La dématérialisation a des impacts sociaux et sociétaux positifs à condition de ne pas laisser s'installer une fracture numérique entre ceux qui ont acces aux TIC et ceux qui en sont privés: il est donc nécessaire de former et d'équiper les populations afin que la dématérialisation ne devienne pas synonyme de fracture sociale. De même, en permettant le développement du travail à distance, elle ne doit pas conduire à l'isolement des employés. La dématérialisation facilite la délocalisation et modifie le fonctionnement et l'organisation de l'entreprise impactant les métiers et les compétences. Cela nécessite d'anticiper les adaptations et les formations appropriées et d'intégrer la responsabilité sociétale de l'entreprise dans la démarche. Selon le premier volume du Livre vert publié par Syntec informatique, «elle reste aussi très souvent considérée comme complexe par ceux qui envisagent de l'entreprendre. Elle contrarie des habitudes bien ancrées comme la culture de la preuve sur papier ou encore des processus métier manuels installés de longue date".Ainsi la dématérialisation participe «à une mutation de notre modèle de société».
C'est ainsi qu' aujourd'hui et selon un étude de SerdaLab réalisée en 2009 en France, l'amélioration du partage et de la circulation de l'information est la principale motivation qui conduit les organisations à dématérialiser.
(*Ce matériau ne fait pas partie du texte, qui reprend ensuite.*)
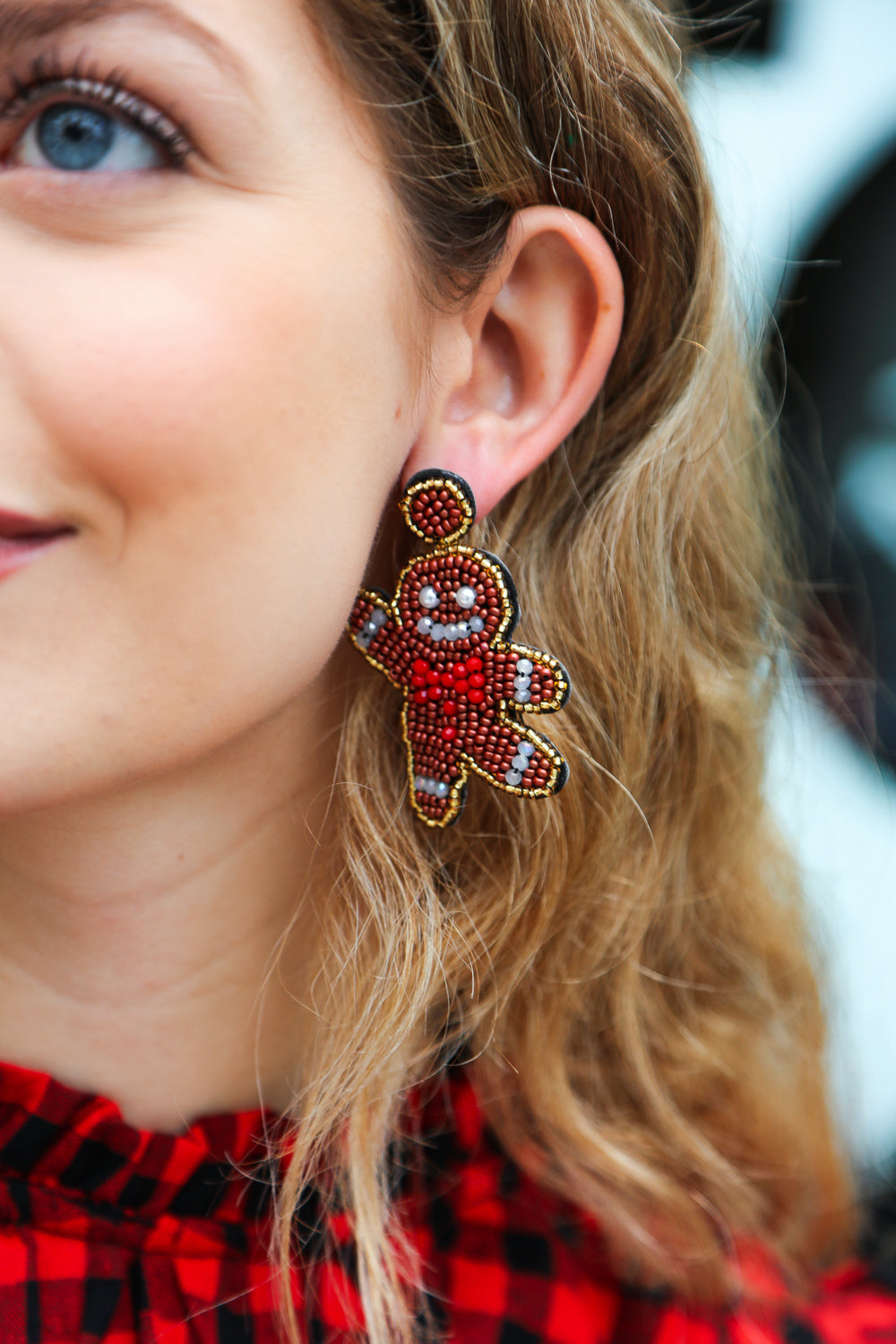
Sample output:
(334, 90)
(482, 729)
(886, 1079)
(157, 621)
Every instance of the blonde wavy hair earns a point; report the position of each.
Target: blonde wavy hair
(625, 964)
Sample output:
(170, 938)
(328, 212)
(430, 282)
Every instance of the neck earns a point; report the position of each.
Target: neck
(148, 940)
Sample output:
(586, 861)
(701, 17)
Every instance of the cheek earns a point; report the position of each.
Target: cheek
(231, 433)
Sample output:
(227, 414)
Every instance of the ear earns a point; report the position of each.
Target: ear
(517, 368)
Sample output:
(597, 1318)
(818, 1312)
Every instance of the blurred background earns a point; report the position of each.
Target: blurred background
(796, 101)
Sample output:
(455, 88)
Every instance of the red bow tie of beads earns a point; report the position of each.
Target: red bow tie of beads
(444, 642)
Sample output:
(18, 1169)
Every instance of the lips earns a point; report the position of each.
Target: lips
(23, 538)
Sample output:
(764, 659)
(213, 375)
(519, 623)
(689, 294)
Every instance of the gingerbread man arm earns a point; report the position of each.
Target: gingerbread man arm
(516, 760)
(530, 679)
(375, 632)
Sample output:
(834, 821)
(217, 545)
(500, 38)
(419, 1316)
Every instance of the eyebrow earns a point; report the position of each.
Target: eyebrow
(23, 21)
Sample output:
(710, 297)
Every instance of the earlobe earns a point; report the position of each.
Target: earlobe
(540, 336)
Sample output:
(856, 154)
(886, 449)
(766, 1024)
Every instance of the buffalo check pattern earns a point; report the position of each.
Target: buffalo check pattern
(113, 1234)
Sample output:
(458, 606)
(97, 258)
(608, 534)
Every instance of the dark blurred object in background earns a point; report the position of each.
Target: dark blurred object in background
(839, 327)
(724, 27)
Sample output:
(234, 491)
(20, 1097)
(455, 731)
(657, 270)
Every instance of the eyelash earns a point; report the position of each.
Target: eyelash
(48, 77)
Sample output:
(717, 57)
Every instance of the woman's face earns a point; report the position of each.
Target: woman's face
(207, 381)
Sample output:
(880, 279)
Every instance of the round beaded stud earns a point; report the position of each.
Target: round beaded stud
(444, 639)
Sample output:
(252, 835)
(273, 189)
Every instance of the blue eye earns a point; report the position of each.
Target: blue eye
(74, 137)
(74, 123)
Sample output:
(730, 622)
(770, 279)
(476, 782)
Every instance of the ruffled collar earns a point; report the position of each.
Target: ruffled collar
(70, 1163)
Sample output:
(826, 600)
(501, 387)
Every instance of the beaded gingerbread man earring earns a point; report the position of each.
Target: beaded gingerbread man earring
(444, 642)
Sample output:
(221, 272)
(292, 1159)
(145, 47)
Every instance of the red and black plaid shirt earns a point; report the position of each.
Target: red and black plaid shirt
(109, 1233)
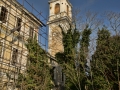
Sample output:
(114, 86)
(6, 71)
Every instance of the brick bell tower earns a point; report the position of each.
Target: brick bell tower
(60, 13)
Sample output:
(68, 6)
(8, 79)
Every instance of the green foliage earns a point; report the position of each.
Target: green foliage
(37, 75)
(105, 62)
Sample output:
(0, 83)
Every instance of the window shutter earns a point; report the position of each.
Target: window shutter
(3, 14)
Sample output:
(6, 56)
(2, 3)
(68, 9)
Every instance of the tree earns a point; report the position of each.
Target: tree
(73, 60)
(105, 62)
(37, 75)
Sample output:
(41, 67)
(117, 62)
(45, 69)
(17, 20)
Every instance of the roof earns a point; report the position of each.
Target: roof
(31, 15)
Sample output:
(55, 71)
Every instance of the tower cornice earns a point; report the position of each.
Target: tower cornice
(59, 0)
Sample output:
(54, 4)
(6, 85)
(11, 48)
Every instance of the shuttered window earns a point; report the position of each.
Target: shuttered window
(57, 8)
(18, 24)
(3, 14)
(14, 56)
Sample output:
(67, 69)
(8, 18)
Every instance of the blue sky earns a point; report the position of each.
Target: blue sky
(99, 6)
(84, 5)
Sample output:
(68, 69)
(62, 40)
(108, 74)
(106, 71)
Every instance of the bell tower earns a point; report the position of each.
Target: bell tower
(60, 13)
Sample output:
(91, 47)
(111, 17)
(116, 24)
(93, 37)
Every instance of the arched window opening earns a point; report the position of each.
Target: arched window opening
(67, 10)
(57, 8)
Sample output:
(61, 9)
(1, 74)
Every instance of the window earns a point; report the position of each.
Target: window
(1, 46)
(31, 32)
(3, 14)
(18, 25)
(14, 56)
(57, 8)
(67, 10)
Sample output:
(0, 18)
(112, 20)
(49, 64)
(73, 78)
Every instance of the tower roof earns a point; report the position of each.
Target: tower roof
(50, 1)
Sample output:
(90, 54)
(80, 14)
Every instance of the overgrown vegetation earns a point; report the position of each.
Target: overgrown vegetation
(99, 70)
(37, 75)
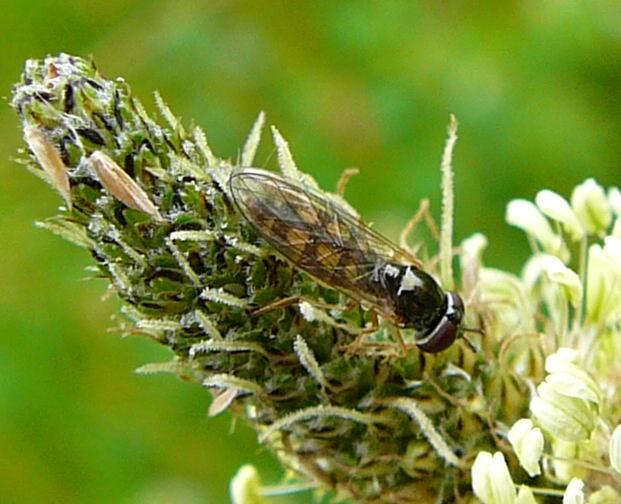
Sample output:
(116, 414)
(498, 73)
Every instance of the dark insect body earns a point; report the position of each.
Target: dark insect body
(325, 241)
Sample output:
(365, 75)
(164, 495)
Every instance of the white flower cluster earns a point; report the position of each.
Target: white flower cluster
(568, 300)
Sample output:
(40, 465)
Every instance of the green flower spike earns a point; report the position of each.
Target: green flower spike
(345, 407)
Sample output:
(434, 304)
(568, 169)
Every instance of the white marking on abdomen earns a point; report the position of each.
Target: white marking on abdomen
(409, 281)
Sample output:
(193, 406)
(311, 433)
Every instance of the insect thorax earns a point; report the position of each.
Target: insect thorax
(415, 296)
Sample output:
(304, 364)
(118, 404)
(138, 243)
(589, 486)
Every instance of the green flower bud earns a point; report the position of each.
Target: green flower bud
(591, 206)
Ni l'aspect règlementaire ni le développent durable ne figurent parmi les motivations évoquées. Mais la dématérialisation des informations et des outils qui les transportent rend ces dernières plus vulnérables aux indiscrétions intentionnelles ou accidentelles, occasionnelles ou institutionnelles. Les technologies de l’information peuvent également contribuer à la mise en place de dispositifs particulièrement intrusifs de cybersurveillance par exemple sur les lieux de travail. Ces pratiques sont en contradiction avec les principes éthiques qui caractérisent le pilier social du développement durable favorisant le développement de services de protection des données à caractère personnel selon les exigences des réglementations informatique et libertés. L'atteinte aux droits de l'homme peut être constituée par la remise en cause du droit à la protection de la vie privée. Les questions liées à la protection, la gestion, la maîtrise et l’élimination «des traces informatiques» sont des enjeux de société majeurs qui ont toute leur place dans la sphère du développement durable. Intégrer les questions de développement durables aux réflexions quant aux impératifs de sécurité et à la gouvernance de l'information participe très probablement d'une démarche porteuse de réelle perspectives. Certaines évolutions encourageantes du cadre réglementaire semblent vouloir contrecarrer ces risques liés à la mise en oeuvre de la dématérialisation. Ainsi, la valeur et les contraintes juridiques sont désormais selon le code civil les mêmes pour les documents dématérialisés que pour les documents papier. Le Plan France Numérique 2012 du gouvernement énonce des priorités telles que «permettre à tous les Français d'accéder aux réseaux et services numériques» ou encore «moderniser notre gouvernance de l'économie numérique».

Si les risques qu'elle emporte sont considérés et contrebalancés, la dématérialisation contribue indéniablement à la performance environnementale, sociétale et économique de notre société, ou, à une moindre échelle, de l'entreprise, véhiculant ainsi les valeurs fédératrices du développement durable.